Он почувствовал мучительную тоску. Вместе с болью уходила жизнь. Василий крепче ухватился за ствол платана, как за последнюю земную опору, но и могучее дерево его не удержало. Он опустился на колени и затих.
Подвыпившая компания, как-то очень быстро сообразив, что собутыльник помер, прихватила со стола оставшиеся деньги и бросилась врассыпную. Никому не хотелось иметь дело с милицией: станут допрашивать, а что говорить? У каждого рыльце в пуху. Так и пролежал бедолага под деревом до утра без сознания, когда на него, теперь уже бездыханного, наткнулся охранник санатория «Волна». Документов при покойном не обнаружили и отвезли труп прямо в сочинский морг.

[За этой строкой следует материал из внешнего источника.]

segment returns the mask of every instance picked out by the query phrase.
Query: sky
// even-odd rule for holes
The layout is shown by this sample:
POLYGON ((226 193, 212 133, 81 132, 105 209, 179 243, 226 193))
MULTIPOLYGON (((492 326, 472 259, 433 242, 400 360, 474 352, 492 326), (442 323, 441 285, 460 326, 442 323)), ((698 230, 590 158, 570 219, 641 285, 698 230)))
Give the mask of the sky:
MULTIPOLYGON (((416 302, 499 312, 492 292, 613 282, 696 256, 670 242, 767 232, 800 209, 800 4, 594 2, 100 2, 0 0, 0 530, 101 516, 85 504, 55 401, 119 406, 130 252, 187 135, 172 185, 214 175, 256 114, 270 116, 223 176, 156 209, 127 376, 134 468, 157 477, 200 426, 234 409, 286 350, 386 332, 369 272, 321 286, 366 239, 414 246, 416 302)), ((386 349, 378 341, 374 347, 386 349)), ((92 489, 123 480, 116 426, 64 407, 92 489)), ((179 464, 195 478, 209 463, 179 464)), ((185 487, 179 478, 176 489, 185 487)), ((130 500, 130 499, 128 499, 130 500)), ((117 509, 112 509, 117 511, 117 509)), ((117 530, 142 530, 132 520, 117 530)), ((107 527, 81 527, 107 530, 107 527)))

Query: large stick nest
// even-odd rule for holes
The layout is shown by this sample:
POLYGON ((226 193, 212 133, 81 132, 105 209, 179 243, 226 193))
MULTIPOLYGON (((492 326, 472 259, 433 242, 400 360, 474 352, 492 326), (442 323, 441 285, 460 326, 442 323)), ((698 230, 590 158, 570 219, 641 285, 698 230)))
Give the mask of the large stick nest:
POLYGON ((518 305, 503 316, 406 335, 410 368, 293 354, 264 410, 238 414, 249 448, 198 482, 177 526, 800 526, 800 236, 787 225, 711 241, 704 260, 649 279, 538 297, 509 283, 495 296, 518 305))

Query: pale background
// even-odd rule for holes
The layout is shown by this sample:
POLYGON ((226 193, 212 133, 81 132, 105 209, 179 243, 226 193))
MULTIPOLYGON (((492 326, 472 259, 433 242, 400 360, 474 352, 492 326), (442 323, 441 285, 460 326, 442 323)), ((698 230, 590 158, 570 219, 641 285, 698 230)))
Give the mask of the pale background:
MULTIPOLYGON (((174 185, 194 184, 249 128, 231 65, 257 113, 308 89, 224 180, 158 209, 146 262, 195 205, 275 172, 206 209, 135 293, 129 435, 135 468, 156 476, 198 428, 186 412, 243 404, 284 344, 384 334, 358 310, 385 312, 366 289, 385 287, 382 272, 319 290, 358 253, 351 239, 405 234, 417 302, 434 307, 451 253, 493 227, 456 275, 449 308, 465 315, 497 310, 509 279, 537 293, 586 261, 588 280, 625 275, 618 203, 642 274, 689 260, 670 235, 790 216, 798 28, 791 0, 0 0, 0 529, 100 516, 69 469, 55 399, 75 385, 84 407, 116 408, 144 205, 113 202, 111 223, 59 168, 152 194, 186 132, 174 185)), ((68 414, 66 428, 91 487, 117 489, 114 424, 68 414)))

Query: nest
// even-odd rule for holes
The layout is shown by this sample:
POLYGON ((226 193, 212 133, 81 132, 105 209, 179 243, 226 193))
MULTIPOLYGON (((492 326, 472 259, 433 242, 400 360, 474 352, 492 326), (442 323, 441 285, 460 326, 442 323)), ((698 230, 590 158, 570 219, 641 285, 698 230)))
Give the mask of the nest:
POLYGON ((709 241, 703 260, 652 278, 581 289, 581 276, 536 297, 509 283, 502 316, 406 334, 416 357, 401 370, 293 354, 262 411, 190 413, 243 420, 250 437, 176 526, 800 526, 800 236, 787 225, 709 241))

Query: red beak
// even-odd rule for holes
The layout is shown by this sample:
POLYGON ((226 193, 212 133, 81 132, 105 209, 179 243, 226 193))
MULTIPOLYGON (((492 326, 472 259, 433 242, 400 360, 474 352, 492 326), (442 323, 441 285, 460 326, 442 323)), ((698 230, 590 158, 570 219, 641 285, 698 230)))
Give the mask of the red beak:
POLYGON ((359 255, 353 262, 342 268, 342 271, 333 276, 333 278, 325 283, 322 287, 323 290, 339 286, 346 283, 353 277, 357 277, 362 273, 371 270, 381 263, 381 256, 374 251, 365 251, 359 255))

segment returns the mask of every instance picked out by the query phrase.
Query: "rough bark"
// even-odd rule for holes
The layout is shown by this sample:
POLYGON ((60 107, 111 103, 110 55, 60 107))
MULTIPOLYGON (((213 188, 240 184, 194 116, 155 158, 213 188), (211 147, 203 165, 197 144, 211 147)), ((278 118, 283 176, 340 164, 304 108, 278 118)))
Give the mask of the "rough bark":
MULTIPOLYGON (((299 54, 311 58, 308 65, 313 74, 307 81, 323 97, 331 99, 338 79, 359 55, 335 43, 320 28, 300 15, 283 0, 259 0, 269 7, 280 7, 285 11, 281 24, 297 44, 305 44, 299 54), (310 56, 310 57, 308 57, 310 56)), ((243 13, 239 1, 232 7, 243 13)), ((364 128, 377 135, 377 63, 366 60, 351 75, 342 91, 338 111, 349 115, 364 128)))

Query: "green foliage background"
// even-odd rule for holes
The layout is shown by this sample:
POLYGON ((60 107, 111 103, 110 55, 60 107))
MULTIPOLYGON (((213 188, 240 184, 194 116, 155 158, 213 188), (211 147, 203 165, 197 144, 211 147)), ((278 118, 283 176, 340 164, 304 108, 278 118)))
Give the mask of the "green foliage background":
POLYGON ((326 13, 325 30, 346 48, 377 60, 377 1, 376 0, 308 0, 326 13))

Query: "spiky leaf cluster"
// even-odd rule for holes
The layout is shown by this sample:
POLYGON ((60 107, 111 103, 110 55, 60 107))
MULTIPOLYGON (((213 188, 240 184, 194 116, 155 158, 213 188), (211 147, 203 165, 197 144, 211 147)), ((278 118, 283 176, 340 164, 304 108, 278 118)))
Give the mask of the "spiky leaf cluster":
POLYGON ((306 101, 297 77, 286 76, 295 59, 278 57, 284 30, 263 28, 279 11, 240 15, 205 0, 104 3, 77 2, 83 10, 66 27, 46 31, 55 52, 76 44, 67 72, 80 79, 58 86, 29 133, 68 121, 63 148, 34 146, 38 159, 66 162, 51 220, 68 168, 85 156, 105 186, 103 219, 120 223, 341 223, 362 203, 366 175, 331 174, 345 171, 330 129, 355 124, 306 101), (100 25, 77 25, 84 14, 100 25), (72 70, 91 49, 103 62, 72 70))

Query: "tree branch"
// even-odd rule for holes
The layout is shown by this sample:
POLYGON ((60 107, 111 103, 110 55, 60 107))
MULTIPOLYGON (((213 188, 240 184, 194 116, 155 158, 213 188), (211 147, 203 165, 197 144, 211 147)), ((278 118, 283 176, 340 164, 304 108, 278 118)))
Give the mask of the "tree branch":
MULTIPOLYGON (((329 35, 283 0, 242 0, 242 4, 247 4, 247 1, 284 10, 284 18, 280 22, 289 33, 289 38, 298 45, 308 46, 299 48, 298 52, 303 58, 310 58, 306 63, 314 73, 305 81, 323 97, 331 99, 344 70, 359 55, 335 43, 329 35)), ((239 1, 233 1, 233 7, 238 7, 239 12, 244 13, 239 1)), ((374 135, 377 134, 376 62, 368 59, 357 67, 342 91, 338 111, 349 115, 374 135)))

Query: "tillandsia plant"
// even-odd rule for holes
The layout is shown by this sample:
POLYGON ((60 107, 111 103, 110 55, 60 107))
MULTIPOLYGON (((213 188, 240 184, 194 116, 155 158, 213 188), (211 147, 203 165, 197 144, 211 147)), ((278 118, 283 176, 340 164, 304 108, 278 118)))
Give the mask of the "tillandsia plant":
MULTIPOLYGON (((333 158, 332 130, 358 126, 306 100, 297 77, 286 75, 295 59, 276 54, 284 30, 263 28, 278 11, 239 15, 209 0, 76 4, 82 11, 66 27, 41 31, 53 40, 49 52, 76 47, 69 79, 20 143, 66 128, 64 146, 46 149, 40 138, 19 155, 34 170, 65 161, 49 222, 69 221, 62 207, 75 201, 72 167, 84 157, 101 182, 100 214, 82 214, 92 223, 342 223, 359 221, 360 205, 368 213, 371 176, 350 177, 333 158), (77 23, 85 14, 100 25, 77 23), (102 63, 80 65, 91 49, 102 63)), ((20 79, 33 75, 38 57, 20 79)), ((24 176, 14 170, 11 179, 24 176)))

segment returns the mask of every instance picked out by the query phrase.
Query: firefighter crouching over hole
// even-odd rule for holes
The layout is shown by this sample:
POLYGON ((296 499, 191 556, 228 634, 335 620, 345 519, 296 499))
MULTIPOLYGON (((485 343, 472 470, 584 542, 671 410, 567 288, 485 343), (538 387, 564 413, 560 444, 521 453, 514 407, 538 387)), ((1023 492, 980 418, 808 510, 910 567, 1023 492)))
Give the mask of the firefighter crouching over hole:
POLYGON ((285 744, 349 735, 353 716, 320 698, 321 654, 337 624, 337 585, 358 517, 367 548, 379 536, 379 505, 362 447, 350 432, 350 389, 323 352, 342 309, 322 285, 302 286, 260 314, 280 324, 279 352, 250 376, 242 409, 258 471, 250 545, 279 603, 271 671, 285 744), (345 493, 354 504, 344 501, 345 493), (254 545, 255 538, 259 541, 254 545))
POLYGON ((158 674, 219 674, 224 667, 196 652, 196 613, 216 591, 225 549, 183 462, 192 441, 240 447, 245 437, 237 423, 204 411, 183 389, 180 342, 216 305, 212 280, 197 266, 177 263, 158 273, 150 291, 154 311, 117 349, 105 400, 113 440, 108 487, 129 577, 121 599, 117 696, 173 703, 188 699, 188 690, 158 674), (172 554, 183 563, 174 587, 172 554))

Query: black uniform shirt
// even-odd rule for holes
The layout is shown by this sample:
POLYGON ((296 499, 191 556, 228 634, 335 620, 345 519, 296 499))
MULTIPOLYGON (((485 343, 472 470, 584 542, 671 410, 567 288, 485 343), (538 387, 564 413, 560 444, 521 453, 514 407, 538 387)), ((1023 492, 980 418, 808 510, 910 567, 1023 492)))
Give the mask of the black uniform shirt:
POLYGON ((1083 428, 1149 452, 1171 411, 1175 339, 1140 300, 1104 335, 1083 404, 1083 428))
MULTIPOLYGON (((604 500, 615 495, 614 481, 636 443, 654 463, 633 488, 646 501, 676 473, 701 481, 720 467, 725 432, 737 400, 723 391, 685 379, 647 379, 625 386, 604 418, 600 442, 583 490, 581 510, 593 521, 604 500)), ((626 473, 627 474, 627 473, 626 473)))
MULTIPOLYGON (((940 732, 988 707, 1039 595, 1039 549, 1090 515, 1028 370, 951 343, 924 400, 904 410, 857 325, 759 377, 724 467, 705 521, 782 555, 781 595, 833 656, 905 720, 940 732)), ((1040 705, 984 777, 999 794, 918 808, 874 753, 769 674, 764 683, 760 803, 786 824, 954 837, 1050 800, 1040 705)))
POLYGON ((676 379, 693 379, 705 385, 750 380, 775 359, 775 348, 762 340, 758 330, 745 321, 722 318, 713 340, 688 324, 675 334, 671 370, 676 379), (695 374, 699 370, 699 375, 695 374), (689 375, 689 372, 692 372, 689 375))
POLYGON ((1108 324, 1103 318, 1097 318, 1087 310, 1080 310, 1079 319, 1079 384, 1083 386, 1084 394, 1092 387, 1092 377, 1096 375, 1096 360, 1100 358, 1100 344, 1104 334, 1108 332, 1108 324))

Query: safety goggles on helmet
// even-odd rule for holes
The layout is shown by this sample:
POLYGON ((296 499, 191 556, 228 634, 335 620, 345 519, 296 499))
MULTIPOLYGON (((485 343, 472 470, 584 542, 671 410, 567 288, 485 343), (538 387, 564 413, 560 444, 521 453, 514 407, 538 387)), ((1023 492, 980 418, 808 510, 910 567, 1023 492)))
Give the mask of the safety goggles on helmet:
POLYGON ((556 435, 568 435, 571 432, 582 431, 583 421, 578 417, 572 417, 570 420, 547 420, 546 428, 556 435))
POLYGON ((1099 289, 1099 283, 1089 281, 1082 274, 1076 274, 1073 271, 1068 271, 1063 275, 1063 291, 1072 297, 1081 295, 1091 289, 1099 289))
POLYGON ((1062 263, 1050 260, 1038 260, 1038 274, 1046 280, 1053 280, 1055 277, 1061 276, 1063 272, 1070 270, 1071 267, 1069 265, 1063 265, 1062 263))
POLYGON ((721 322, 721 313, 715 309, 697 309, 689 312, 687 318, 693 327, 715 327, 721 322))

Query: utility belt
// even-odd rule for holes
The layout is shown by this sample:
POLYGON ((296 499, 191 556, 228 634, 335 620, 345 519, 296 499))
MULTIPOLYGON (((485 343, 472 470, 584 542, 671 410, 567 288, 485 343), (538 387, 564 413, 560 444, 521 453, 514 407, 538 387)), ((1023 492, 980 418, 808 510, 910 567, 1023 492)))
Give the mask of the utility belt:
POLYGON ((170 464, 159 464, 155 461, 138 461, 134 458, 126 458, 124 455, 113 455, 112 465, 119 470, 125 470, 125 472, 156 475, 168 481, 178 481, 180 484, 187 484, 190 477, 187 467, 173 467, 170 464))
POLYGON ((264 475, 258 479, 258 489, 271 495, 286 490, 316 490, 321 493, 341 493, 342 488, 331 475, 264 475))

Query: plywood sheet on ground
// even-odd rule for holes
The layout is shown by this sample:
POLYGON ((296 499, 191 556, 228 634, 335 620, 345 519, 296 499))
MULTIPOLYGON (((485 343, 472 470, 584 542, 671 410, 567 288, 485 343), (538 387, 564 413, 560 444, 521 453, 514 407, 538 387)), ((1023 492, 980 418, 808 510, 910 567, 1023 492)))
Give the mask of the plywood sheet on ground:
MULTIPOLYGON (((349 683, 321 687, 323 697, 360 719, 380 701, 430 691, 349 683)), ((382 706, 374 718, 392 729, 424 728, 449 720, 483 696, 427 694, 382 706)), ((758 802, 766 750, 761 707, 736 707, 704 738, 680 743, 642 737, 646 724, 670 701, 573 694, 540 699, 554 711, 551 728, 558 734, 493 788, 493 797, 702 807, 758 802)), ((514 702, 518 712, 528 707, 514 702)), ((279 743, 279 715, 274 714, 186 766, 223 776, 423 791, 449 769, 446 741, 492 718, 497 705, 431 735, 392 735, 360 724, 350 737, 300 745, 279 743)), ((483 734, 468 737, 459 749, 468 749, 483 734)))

Через неделю Капитолину Панюшкину, которая подавала заявление об исчезновении супруга, пригласили опознать неизвестную личность, доставленную несколько дней назад из Хостинского района. И точно, в холодильнике ей показали Василия, умершего от инфаркта. Она узнала его не сразу — привыкла к глупой улыбочке, живости мимики и постоянным смешкам. Лицо усопшего выглядело значительным и серьезным, каким никогда не было при жизни. Значит, и правда — конец.
Капа взвыла, тем более что денег, пропавших из тайника, при покойном не нашли. Ну, Васька! Он и спер, больше некому. Все в мечтах летал, жил в свое удовольствие, не надрывался, а умер срамно — без причины, в одночасье, под кустом, словно бродяга! Она ничего не могла понять, но совсем сбилась с толку, когда ее позвали в нотариальную контору на оглашение завещания Зинаиды Сероповны Черемисиной-Писяк. Сначала даже идти не хотела, а потом подумала: да ладно, баба Зинка была не злая, состоятельная, может, что и обломится. Хотя с какой стати?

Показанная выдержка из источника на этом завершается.